On 24th July members were treated to an address by Diana Clark, the great- granddaughter of Appo Hocton (Wong Ah Poo Hoc Ting) – Nelson’s first Chinese immigrant.
Appo came from Canton which he left when he was 9 years old. He began work as a cabin boy and worked his way up to being a steward on the Thomas Harrison which arrived in Nelson in February 1842. Food was scarce during the voyage and Appo helped the adolescent boys of the Winn family by smuggling them food – a favour not forgotten.
When the boat left after 16 days in port, Appo was not on board. He had decided that Nelson was the place for him. After several days “at large” on the Port Hills, he was eventually taken into custody, charged with desertion and placed in a “House of Correction” for 30 days. Dr Renwick who had come with him on the voyage paid his fine and employed him as his housekeeper.
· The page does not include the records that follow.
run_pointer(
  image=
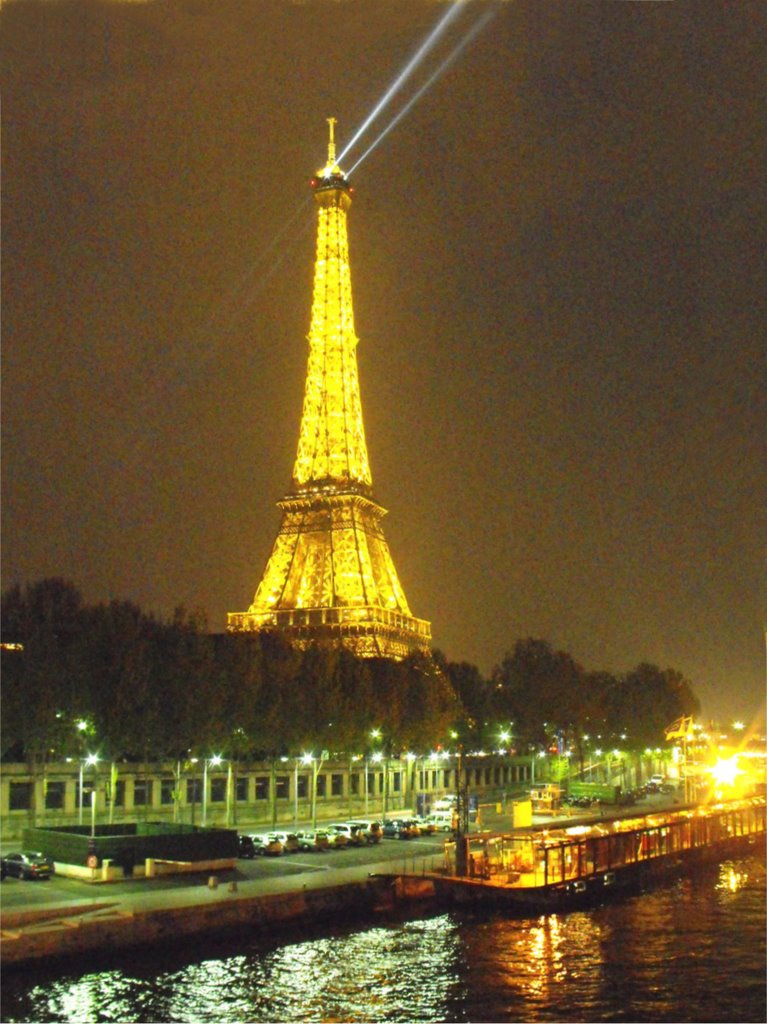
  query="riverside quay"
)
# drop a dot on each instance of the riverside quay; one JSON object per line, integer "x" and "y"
{"x": 217, "y": 792}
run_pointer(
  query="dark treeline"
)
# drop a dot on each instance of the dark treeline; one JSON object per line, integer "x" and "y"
{"x": 114, "y": 679}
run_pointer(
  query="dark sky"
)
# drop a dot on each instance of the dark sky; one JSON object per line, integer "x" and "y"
{"x": 558, "y": 264}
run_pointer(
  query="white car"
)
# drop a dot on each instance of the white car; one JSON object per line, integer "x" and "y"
{"x": 336, "y": 840}
{"x": 354, "y": 836}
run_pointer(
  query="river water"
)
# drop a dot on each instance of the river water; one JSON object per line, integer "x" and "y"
{"x": 693, "y": 950}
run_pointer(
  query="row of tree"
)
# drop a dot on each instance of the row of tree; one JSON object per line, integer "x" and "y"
{"x": 79, "y": 678}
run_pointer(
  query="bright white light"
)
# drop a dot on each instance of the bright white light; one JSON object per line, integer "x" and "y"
{"x": 725, "y": 771}
{"x": 427, "y": 84}
{"x": 405, "y": 74}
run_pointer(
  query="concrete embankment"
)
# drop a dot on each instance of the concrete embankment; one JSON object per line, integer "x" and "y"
{"x": 27, "y": 938}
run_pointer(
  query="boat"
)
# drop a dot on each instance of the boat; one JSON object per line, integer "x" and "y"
{"x": 559, "y": 868}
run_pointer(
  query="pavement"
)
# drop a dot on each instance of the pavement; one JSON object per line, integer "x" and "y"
{"x": 143, "y": 895}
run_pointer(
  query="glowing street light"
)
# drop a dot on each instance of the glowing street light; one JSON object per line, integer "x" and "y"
{"x": 88, "y": 762}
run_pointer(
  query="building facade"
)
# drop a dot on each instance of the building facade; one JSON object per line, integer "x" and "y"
{"x": 260, "y": 795}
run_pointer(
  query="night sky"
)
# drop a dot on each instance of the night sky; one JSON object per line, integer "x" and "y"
{"x": 558, "y": 266}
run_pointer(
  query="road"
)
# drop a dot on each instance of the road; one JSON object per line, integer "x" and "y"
{"x": 408, "y": 855}
{"x": 286, "y": 871}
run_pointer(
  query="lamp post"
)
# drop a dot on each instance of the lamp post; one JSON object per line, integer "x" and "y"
{"x": 88, "y": 762}
{"x": 215, "y": 761}
{"x": 377, "y": 759}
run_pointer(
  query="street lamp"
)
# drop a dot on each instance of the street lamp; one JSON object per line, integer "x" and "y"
{"x": 88, "y": 762}
{"x": 214, "y": 761}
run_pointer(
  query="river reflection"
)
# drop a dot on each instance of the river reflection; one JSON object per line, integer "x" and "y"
{"x": 693, "y": 951}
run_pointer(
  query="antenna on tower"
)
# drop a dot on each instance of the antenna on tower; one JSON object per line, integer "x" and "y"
{"x": 332, "y": 144}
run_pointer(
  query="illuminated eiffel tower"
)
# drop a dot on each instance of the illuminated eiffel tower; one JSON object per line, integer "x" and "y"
{"x": 331, "y": 576}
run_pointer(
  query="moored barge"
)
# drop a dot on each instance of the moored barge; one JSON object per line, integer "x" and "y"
{"x": 559, "y": 868}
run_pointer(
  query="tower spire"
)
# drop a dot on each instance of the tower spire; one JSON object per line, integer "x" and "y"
{"x": 331, "y": 576}
{"x": 332, "y": 144}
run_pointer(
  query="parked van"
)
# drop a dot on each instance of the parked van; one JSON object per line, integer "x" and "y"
{"x": 442, "y": 820}
{"x": 444, "y": 804}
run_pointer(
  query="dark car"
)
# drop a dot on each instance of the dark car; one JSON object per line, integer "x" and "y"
{"x": 395, "y": 828}
{"x": 246, "y": 847}
{"x": 28, "y": 864}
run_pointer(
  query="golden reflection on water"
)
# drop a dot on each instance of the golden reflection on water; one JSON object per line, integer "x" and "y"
{"x": 649, "y": 957}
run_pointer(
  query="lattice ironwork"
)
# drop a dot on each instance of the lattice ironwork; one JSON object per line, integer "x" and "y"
{"x": 331, "y": 573}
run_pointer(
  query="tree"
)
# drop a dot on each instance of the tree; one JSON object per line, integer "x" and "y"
{"x": 542, "y": 690}
{"x": 641, "y": 704}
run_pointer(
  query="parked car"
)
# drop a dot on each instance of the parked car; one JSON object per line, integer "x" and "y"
{"x": 336, "y": 840}
{"x": 440, "y": 820}
{"x": 246, "y": 848}
{"x": 28, "y": 864}
{"x": 354, "y": 836}
{"x": 289, "y": 841}
{"x": 267, "y": 845}
{"x": 310, "y": 840}
{"x": 371, "y": 830}
{"x": 413, "y": 825}
{"x": 396, "y": 828}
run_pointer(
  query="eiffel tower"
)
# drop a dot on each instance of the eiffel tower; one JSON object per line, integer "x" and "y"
{"x": 331, "y": 576}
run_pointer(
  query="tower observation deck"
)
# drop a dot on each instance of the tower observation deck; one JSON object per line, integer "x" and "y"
{"x": 331, "y": 576}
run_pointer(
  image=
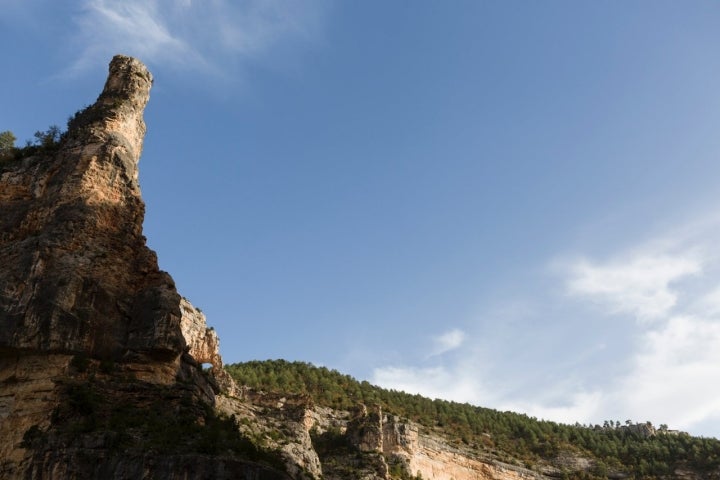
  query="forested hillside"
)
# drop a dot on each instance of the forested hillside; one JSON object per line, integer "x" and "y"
{"x": 638, "y": 449}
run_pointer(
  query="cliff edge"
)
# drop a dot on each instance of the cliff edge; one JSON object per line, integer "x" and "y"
{"x": 100, "y": 357}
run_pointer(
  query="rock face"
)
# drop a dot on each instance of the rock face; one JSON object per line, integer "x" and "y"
{"x": 77, "y": 274}
{"x": 100, "y": 357}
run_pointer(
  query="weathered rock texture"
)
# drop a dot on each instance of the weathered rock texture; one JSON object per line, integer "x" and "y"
{"x": 100, "y": 357}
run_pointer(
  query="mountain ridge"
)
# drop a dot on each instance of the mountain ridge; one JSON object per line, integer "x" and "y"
{"x": 101, "y": 359}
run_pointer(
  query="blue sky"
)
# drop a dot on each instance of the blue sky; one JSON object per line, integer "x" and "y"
{"x": 509, "y": 203}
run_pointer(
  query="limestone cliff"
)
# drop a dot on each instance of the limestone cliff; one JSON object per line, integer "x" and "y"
{"x": 101, "y": 360}
{"x": 100, "y": 357}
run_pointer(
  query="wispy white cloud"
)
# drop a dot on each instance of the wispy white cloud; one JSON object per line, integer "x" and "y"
{"x": 211, "y": 36}
{"x": 660, "y": 297}
{"x": 639, "y": 285}
{"x": 448, "y": 341}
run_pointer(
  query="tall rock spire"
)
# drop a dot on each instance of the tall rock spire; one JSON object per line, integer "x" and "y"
{"x": 78, "y": 276}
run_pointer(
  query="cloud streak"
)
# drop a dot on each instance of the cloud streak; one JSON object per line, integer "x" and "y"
{"x": 661, "y": 297}
{"x": 211, "y": 37}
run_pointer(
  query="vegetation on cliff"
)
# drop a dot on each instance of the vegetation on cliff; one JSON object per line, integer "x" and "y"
{"x": 509, "y": 436}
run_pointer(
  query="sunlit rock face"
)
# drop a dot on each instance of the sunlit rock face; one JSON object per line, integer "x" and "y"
{"x": 77, "y": 275}
{"x": 95, "y": 341}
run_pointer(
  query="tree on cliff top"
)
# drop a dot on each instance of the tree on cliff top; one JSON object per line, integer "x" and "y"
{"x": 7, "y": 141}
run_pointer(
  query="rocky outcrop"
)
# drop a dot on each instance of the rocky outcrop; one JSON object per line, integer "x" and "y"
{"x": 77, "y": 274}
{"x": 100, "y": 357}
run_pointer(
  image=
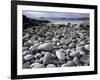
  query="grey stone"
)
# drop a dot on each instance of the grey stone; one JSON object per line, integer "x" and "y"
{"x": 87, "y": 47}
{"x": 46, "y": 47}
{"x": 74, "y": 53}
{"x": 47, "y": 58}
{"x": 51, "y": 66}
{"x": 60, "y": 54}
{"x": 28, "y": 57}
{"x": 26, "y": 65}
{"x": 72, "y": 45}
{"x": 76, "y": 60}
{"x": 39, "y": 66}
{"x": 68, "y": 64}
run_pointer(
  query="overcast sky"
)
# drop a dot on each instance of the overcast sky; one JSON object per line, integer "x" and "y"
{"x": 32, "y": 14}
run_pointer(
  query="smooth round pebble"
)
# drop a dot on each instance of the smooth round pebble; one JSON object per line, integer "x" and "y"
{"x": 60, "y": 54}
{"x": 46, "y": 47}
{"x": 68, "y": 64}
{"x": 51, "y": 66}
{"x": 39, "y": 66}
{"x": 28, "y": 57}
{"x": 74, "y": 53}
{"x": 47, "y": 58}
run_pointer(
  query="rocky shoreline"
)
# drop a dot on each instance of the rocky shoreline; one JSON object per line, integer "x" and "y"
{"x": 56, "y": 45}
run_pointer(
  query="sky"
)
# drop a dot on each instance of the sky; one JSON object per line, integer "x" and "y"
{"x": 34, "y": 14}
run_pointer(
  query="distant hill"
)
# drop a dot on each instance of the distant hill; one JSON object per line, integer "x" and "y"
{"x": 28, "y": 22}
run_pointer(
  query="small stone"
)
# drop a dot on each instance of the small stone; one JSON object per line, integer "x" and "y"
{"x": 26, "y": 65}
{"x": 82, "y": 53}
{"x": 28, "y": 57}
{"x": 25, "y": 52}
{"x": 80, "y": 48}
{"x": 53, "y": 56}
{"x": 32, "y": 65}
{"x": 72, "y": 45}
{"x": 46, "y": 47}
{"x": 25, "y": 48}
{"x": 55, "y": 40}
{"x": 39, "y": 66}
{"x": 60, "y": 54}
{"x": 28, "y": 43}
{"x": 41, "y": 39}
{"x": 74, "y": 53}
{"x": 87, "y": 47}
{"x": 85, "y": 64}
{"x": 84, "y": 59}
{"x": 68, "y": 64}
{"x": 68, "y": 58}
{"x": 76, "y": 60}
{"x": 38, "y": 55}
{"x": 51, "y": 66}
{"x": 47, "y": 58}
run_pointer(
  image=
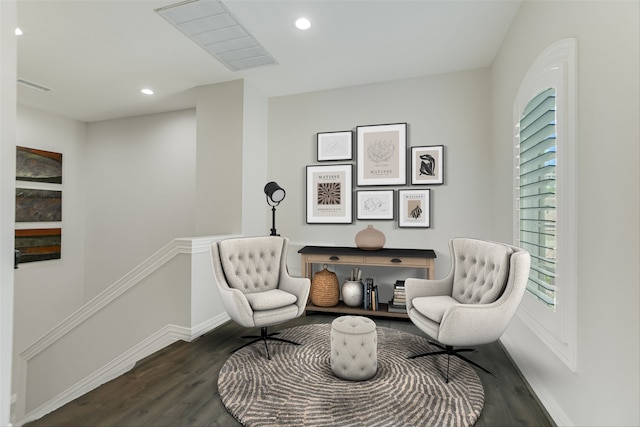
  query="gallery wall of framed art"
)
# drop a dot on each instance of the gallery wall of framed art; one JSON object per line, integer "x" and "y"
{"x": 38, "y": 205}
{"x": 383, "y": 165}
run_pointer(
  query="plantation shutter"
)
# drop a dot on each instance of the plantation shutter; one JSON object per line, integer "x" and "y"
{"x": 537, "y": 193}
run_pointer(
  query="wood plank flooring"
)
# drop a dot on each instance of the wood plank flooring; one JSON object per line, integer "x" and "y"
{"x": 177, "y": 386}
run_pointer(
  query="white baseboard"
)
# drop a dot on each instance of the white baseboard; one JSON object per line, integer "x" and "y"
{"x": 125, "y": 362}
{"x": 546, "y": 398}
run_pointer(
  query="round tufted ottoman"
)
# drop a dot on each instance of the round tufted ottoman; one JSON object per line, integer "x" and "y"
{"x": 354, "y": 348}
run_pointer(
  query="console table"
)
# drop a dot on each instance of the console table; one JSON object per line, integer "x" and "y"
{"x": 385, "y": 257}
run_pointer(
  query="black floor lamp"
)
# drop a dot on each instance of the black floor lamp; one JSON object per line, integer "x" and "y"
{"x": 275, "y": 194}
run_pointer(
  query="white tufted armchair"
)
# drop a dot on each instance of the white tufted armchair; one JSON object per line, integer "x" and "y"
{"x": 255, "y": 286}
{"x": 475, "y": 302}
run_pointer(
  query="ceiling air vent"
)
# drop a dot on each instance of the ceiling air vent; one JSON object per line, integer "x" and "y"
{"x": 32, "y": 85}
{"x": 210, "y": 25}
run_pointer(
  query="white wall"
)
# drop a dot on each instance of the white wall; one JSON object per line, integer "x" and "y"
{"x": 140, "y": 178}
{"x": 53, "y": 288}
{"x": 8, "y": 62}
{"x": 450, "y": 110}
{"x": 254, "y": 164}
{"x": 219, "y": 158}
{"x": 605, "y": 388}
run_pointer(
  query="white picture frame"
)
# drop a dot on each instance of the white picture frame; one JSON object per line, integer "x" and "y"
{"x": 334, "y": 146}
{"x": 374, "y": 204}
{"x": 329, "y": 194}
{"x": 381, "y": 154}
{"x": 414, "y": 208}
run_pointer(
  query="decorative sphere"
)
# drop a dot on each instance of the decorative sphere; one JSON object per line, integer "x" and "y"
{"x": 352, "y": 293}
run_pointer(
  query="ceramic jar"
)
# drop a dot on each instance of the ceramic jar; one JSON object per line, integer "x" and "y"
{"x": 370, "y": 239}
{"x": 352, "y": 293}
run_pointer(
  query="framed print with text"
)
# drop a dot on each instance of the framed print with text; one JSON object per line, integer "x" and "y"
{"x": 414, "y": 207}
{"x": 381, "y": 154}
{"x": 335, "y": 145}
{"x": 329, "y": 194}
{"x": 427, "y": 165}
{"x": 377, "y": 204}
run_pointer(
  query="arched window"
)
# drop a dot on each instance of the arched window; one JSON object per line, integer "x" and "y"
{"x": 545, "y": 196}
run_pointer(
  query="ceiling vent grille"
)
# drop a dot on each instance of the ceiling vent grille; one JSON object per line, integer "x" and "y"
{"x": 209, "y": 24}
{"x": 32, "y": 85}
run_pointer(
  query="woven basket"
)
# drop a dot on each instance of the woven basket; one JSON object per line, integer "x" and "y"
{"x": 325, "y": 289}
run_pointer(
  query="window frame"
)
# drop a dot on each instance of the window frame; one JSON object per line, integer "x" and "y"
{"x": 555, "y": 67}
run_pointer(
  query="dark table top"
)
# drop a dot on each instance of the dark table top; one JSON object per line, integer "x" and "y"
{"x": 345, "y": 250}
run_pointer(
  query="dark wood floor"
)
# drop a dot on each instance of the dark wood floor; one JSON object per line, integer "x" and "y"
{"x": 178, "y": 386}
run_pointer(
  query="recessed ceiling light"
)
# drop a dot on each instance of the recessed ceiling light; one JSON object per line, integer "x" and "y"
{"x": 303, "y": 24}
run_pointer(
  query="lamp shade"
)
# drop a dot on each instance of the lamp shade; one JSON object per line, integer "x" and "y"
{"x": 274, "y": 192}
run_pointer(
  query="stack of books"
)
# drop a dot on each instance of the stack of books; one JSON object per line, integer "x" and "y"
{"x": 370, "y": 295}
{"x": 398, "y": 303}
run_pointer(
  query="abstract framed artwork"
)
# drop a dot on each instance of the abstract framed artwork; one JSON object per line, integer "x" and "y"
{"x": 335, "y": 145}
{"x": 414, "y": 207}
{"x": 38, "y": 244}
{"x": 38, "y": 165}
{"x": 38, "y": 205}
{"x": 376, "y": 204}
{"x": 427, "y": 165}
{"x": 329, "y": 194}
{"x": 381, "y": 154}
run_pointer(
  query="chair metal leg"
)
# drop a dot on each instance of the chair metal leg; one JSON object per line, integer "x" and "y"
{"x": 264, "y": 336}
{"x": 449, "y": 351}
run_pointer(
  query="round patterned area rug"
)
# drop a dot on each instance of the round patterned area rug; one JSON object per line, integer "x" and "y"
{"x": 297, "y": 387}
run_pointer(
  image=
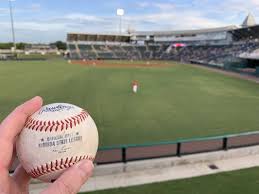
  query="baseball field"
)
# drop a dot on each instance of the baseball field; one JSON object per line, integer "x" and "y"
{"x": 174, "y": 101}
{"x": 238, "y": 182}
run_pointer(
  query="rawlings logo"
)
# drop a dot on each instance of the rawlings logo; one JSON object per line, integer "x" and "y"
{"x": 57, "y": 108}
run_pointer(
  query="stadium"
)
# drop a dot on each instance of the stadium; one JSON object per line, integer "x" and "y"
{"x": 191, "y": 126}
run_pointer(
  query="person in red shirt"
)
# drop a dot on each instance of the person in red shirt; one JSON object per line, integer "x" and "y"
{"x": 135, "y": 86}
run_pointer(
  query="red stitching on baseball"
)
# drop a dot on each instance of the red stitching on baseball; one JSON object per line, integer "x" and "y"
{"x": 56, "y": 165}
{"x": 38, "y": 125}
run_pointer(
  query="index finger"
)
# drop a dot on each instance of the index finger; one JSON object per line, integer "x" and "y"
{"x": 12, "y": 126}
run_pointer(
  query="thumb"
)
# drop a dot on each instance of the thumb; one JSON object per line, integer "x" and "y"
{"x": 72, "y": 179}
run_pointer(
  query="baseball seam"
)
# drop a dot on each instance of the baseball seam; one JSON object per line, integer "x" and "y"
{"x": 38, "y": 125}
{"x": 57, "y": 165}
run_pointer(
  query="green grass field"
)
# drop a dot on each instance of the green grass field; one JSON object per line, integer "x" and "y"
{"x": 175, "y": 102}
{"x": 238, "y": 182}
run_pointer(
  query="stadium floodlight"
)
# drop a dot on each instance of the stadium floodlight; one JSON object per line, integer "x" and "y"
{"x": 120, "y": 13}
{"x": 12, "y": 25}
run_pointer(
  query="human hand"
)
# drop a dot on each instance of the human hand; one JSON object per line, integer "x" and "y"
{"x": 68, "y": 183}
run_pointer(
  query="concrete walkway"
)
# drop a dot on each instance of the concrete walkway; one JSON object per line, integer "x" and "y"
{"x": 158, "y": 170}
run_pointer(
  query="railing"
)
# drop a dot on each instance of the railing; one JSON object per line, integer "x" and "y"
{"x": 126, "y": 153}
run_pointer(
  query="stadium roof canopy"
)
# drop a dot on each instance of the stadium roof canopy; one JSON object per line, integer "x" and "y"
{"x": 97, "y": 37}
{"x": 185, "y": 32}
{"x": 249, "y": 21}
{"x": 246, "y": 33}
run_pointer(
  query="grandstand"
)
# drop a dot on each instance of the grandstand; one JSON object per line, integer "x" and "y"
{"x": 219, "y": 47}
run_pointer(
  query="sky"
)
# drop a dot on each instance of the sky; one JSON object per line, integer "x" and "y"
{"x": 40, "y": 21}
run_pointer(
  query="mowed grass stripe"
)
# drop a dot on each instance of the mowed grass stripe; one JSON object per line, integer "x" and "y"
{"x": 238, "y": 182}
{"x": 173, "y": 103}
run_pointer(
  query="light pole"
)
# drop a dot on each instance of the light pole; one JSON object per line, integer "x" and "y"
{"x": 12, "y": 25}
{"x": 120, "y": 13}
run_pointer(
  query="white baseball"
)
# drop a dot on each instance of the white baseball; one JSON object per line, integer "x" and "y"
{"x": 54, "y": 138}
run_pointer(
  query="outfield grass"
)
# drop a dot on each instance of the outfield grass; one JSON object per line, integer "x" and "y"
{"x": 238, "y": 182}
{"x": 174, "y": 102}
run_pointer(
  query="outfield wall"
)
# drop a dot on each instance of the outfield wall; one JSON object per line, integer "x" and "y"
{"x": 127, "y": 153}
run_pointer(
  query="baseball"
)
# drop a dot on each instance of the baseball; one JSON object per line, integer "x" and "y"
{"x": 54, "y": 138}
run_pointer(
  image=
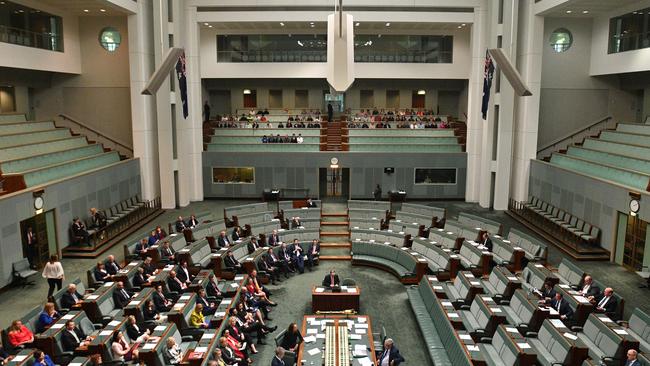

In the 1849 Census it was recorded that he could read and write English, he lived in a thatched roof house in Bolton square and did contracting work on the roads. At this stage he could not buy land as he was classed as an “alien.
A case was put to the Governor of NZ and in 1852 he became the first naturalized New Zealander. Now he was able to buy land and build houses – which he proceeded to do. Some of his Nelson cottages are still standing: 40 Washington Road and 38 Hastings Street. Later he built 7 houses for his family in an area of Dovedale that became known as “Chinatown.”
Despite the strong anti-Chinese sentiment prevalent in the 1880’s, Appo’s standing in the parochial Nelson community was not diminished. He was accepted as a hardworking and astute citizen with a bright, charming personality, a regular attender at the Anglican church who always placed half a crown in the collection plate and something of a novelty as there were no other Chinese immigrants in Nelson.
Eventually the Hocton name died out as Appo’s descendants were mainly girls. He lost one boy tragically in a shooting accident. On reaching 100yrs he received a certificate from the Prince of Wales. When he died of senile decay in 1929 at the age of 103, sitting in his armchair, his obituary described him as “a gentleman.”
Diana’s address, which was accompanied by photos and other visual aids, was very well received. It was exciting to have the great-granddaughter of the man himself speaking to us.